Regret nothing. Not the cruel novels you read
to the end just to find out who killed the cook, not
the insipid movies that made you cry in the dark,
in spite of your intelligence, your sophistication, not
the lover you left quivering in a hotel parking lot,
the one you beat to the punch line, the door or the one
who left you in your red dress and shoes, the ones
that crimped your toes, don’t regret those.
Not the nights you called god names and cursed
your mother, sunk like a dog in the living room couch,
chewing your nails and crushed by loneliness.
You were meant to inhale those smoky nights
over a bottle of flat beer, to sweep stuck onion rings
across the dirty restaurant floor, to wear the frayed
coat with its loose buttons, its pockets full of struck matches.
You’ve walked those streets a thousand times and still
you end up here. Regret none of it, not one
of the wasted days you wanted to know nothing,
when the lights from the carnival rides
were the only stars you believed in, loving them
for their uselessness, not wanting to be saved.
You’ve traveled this far on the back of every mistake,
ridden in dark-eyed and morose but calm as a house
after the TV set has been pitched out the window.
Harmless as a broken ax.
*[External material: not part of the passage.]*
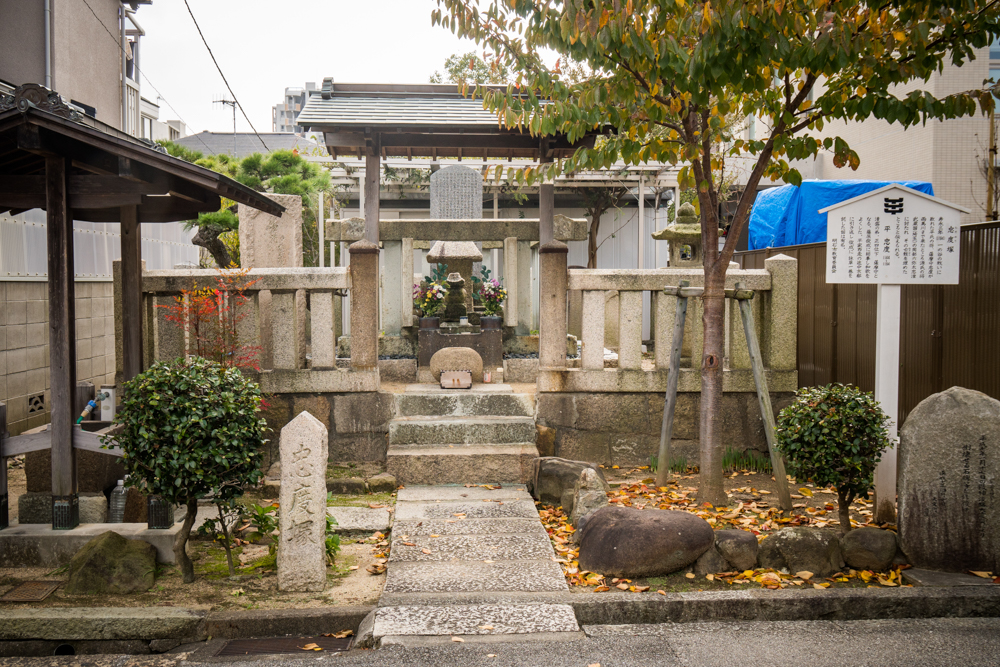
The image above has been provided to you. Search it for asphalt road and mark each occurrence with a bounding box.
[0,618,1000,667]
Emptied of expectation.
Relax. Don’t bother remembering any of it. Let’s stop here,
under the lit sign on the corner, and watch all the people walk by.

~ Dorianne Laux, from The Book of Men: Poems

 

(With thanks to Maria at BrainPickings)

“I write to add my voice to the sum of voices, to be part of the choir. …

“I write to add my voice to the sum of voices, to be part of the choir. I write to be one sequin among the shimmering others, hanging by a thread from the evening gown of the world. I write to remember. I write to forget myself, to be so completely immersed in the will of the poem that when I look up from the page I can still smell the smoke from the house burning in my brain. I write to destroy the blank page, unravel the ink, use up what I’ve been given and give it away. I write to make the trees shiver at the sliver of sun slipping down the axe blade’s silver lip. I write to hurt myself again, to dip my fingertip into the encrusted pool of the wound. I write to become someone else, that better, smarter self that lives inside my dumbstruck twin. I write to invite the voices in, to watch the angel wrestle, to feel the devil gather on its haunches and rise. I write to hear myself breathing. I write to be doing something while I wait to be called to my appointment with death. I write to be done writing. I write because writing is fun.”